At the commencement of the adjudication hearing counsel for the petitioners moved that the witnesses be sequestered. C.J.P. art. 69. The trial court granted the motion and placed the witnesses under the rule, but upon motion by the prosecutor the trial judge exempted from the rule the deputies who investigated the case.[2] See F.R.Ev. 615(2).

The Code of Juvenile Procedure essentially tracks the provisions of the codes of criminal and civil procedure, which mandate sequestration upon motion of a party, but leave to the court some discretion to exempt particular witnesses "in the interest of justice". See C.Cr.P. art. 764; C.C.P. art. 1631; State v. Lewis, 250 La. 876, 199 So.2d 907 (1967). By choosing the language mandating sequestration upon request, the Legislature chose not to place the burden on the party requesting sequestration to *712 show that he would be prejudiced by denial. Compare State v. Carter, 206 La. 181, 19 So.2d 41 (1944); State v. Lewis, above.[3] And by making exemption from sequestration discretionary with the court, the Legislature placed the burden on the party seeking the modification to show that the "interest of justice" would be served by exempting the witness.

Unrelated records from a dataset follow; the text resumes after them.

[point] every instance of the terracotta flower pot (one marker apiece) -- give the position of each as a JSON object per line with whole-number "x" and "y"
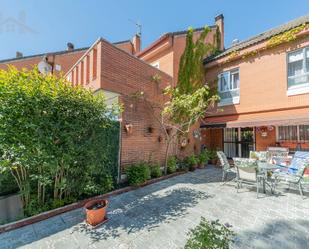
{"x": 96, "y": 211}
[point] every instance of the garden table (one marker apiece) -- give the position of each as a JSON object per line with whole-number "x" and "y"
{"x": 266, "y": 169}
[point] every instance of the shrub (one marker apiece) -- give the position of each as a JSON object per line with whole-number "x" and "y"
{"x": 171, "y": 164}
{"x": 155, "y": 170}
{"x": 138, "y": 174}
{"x": 210, "y": 235}
{"x": 203, "y": 157}
{"x": 7, "y": 183}
{"x": 56, "y": 139}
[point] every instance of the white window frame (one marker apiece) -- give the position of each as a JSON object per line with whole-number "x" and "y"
{"x": 298, "y": 134}
{"x": 233, "y": 100}
{"x": 301, "y": 88}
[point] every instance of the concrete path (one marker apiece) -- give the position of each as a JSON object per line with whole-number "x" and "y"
{"x": 160, "y": 215}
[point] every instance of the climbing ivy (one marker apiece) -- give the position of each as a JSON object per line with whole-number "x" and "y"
{"x": 287, "y": 36}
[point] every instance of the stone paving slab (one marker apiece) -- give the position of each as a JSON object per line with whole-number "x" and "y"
{"x": 160, "y": 215}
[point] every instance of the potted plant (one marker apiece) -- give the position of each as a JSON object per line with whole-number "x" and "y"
{"x": 213, "y": 157}
{"x": 192, "y": 162}
{"x": 202, "y": 159}
{"x": 96, "y": 211}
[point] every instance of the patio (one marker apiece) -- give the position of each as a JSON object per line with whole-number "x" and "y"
{"x": 160, "y": 215}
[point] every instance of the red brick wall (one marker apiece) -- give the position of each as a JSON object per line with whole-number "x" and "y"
{"x": 212, "y": 138}
{"x": 65, "y": 60}
{"x": 122, "y": 73}
{"x": 126, "y": 75}
{"x": 262, "y": 143}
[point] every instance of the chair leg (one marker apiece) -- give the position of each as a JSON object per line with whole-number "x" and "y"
{"x": 300, "y": 189}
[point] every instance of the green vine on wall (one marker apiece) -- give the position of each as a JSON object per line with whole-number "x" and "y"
{"x": 287, "y": 36}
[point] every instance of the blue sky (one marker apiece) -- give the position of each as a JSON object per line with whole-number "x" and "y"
{"x": 53, "y": 23}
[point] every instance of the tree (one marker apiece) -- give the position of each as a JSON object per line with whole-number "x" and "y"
{"x": 57, "y": 141}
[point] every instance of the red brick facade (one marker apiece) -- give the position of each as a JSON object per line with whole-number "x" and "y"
{"x": 123, "y": 74}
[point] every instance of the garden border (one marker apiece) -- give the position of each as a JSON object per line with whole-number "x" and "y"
{"x": 51, "y": 213}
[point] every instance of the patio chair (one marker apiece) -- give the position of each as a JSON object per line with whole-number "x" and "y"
{"x": 292, "y": 177}
{"x": 247, "y": 173}
{"x": 262, "y": 156}
{"x": 226, "y": 167}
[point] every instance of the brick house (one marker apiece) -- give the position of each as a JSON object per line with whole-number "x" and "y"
{"x": 120, "y": 70}
{"x": 120, "y": 76}
{"x": 263, "y": 83}
{"x": 62, "y": 61}
{"x": 165, "y": 54}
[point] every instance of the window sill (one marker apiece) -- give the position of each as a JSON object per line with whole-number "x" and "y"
{"x": 231, "y": 101}
{"x": 296, "y": 90}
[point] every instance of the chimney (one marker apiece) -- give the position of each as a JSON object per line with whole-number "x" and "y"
{"x": 19, "y": 54}
{"x": 70, "y": 46}
{"x": 219, "y": 20}
{"x": 136, "y": 43}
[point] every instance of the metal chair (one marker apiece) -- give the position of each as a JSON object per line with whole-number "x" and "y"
{"x": 226, "y": 167}
{"x": 247, "y": 173}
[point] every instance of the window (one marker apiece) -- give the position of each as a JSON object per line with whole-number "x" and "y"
{"x": 287, "y": 133}
{"x": 87, "y": 69}
{"x": 298, "y": 71}
{"x": 156, "y": 64}
{"x": 94, "y": 64}
{"x": 228, "y": 87}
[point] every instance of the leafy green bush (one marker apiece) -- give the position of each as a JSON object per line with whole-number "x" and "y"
{"x": 138, "y": 173}
{"x": 203, "y": 157}
{"x": 210, "y": 235}
{"x": 155, "y": 170}
{"x": 171, "y": 164}
{"x": 7, "y": 183}
{"x": 58, "y": 141}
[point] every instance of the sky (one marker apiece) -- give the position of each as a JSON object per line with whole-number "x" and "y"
{"x": 41, "y": 26}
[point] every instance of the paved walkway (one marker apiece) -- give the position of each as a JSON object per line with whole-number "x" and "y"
{"x": 160, "y": 215}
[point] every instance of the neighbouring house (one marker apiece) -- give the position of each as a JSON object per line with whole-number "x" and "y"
{"x": 62, "y": 61}
{"x": 121, "y": 70}
{"x": 165, "y": 54}
{"x": 263, "y": 83}
{"x": 122, "y": 78}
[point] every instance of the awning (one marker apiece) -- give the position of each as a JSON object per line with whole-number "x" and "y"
{"x": 288, "y": 117}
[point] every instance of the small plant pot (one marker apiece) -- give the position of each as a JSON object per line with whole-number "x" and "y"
{"x": 201, "y": 165}
{"x": 96, "y": 212}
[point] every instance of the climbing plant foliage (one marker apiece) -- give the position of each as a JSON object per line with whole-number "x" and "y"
{"x": 58, "y": 142}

Here, there was no showing that the interest of justice would be furthered by the exemption of the investigating officers from the sequestration rule. Louisiana law, unlike the Federal Rules of Evidence, does not envision the presence of a testifying investigative agent at the counsel table throughout the trial. Although federal courts commonly allowed this practice in federal criminal trials [see United States v. Infanzon, 235 F.2d 318 (2d Cir. 1956)], and the practice was approved by Congress in the adoption of the Federal Rules of Evidence [see F.R.Ev. 615(2); see also Senate report reproduced in Moore's Federal Practice Rules Pamphlet, Federal Rules of Evidence (1975)], the Louisiana Legislature has not approved such a practice. We decline to condone the practice, absent either a specific legislative expression or a showing that the interest of justice requires the presence of a testifying investigative agent in a particular case. We therefore hold that a juvenile is entitled to have witnesses sequestered at an adjudication hearing in the absence of a showing of good cause for exempting a particular witness from the order.[4] Thus, the trial court erred in exempting the deputies from the rule of sequestration without requiring the prosecutor to establish good cause for the exemptions.

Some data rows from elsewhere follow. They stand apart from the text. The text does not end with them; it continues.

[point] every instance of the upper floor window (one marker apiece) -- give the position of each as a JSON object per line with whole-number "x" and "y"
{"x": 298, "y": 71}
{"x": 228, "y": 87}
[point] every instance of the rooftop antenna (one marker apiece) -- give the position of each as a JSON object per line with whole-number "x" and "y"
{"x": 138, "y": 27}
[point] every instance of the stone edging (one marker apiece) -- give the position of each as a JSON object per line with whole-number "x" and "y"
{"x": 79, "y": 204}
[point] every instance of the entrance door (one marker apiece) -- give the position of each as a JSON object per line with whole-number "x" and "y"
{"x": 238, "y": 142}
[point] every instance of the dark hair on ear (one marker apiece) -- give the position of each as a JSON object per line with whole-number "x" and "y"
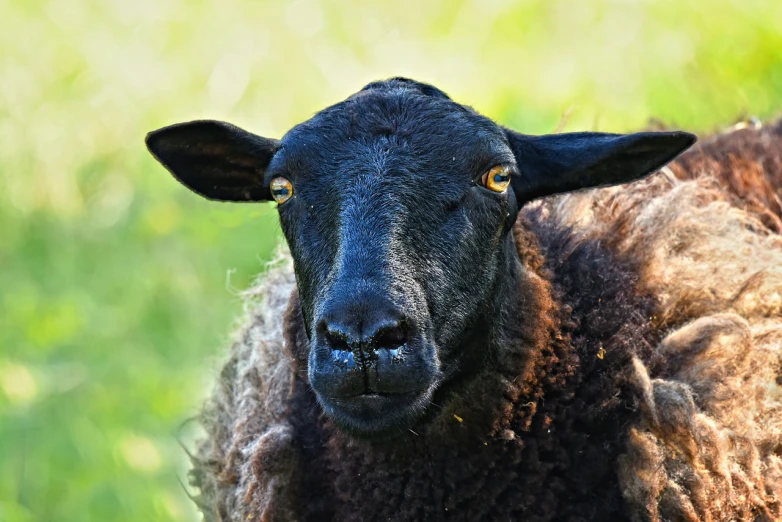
{"x": 399, "y": 82}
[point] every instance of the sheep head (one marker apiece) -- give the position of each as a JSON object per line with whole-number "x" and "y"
{"x": 396, "y": 205}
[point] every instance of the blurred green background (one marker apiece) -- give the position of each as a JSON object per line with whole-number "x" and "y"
{"x": 118, "y": 287}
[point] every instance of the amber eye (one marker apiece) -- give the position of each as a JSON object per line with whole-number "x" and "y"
{"x": 497, "y": 178}
{"x": 281, "y": 189}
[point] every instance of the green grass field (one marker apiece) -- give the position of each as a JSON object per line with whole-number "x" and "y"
{"x": 119, "y": 288}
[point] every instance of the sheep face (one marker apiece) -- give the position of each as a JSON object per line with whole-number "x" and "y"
{"x": 396, "y": 205}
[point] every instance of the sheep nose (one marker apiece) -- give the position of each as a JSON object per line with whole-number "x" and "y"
{"x": 364, "y": 345}
{"x": 383, "y": 333}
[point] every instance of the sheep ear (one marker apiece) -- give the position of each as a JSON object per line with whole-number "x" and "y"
{"x": 557, "y": 163}
{"x": 215, "y": 159}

Nevertheless, although two deputies were permitted to remain in the courtroom despite the requested sequestration, they subsequently testified primarily to rebut allegations of coercion relating to statements made by the defendants.[5] Inasmuch as the deputies did not give factual testimony relating to the incident behind the levee, their presence in the courtroom during the testimony of the fact witnesses does not require reversal.

III.

Defendants further contend the trial court committed error in improperly restricting their cross-examination of state witnesses by defense counsel.

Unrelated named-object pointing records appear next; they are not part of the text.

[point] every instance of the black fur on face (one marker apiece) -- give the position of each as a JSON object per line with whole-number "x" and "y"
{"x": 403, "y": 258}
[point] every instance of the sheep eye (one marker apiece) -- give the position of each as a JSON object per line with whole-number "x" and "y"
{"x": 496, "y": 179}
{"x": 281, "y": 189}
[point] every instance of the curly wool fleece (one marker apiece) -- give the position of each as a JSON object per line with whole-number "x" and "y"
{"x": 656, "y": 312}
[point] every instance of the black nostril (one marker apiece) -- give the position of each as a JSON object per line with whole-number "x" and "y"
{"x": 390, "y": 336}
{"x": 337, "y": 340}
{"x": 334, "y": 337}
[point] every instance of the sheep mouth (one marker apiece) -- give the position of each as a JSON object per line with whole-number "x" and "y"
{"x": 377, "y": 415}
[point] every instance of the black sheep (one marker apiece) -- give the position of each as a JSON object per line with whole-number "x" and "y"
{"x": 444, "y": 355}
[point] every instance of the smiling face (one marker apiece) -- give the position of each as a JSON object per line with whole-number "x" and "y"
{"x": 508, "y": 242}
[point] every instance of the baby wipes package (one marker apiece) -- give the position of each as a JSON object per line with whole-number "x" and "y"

Two of the juveniles (Giangrosso and Gros) were represented by Mr. Vega, *713 and the third (Hood) was represented by a different lawyer, Mr. Robert. Both lawyers were clearly entitled to cross-examine fully on behalf of their respective clients all witnesses presented by the state. C.J.P. art. 70 accords to each juvenile, against whom a petition has been filed, the right to cross-examine (with the aid of counsel) each witness called by the state. See also La.Const. Art. I, § 16 (1974).

The right of cross-examination is a significant legislatively and constitutionally protected right in a delinquency proceeding. C.J.P. art. 70; La.Const. Art. I, § 16 (1974); Kent v. United States, 383 U.S. 541, 86 S.Ct. 1045, 16 L.Ed.2d 84 (1966); McKeiver v. Pennsylvania, 403 U.S. 528, 91 S.Ct. 1976, 29 L.Ed.2d 647 (1971). A party is entitled to exercise the right of cross-examination personally and cannot be relegated to acceptance of the cross-examination conducted by another party (even one with a similar motive for cross-examination). See Williams v. Jahncke Service, 217 La.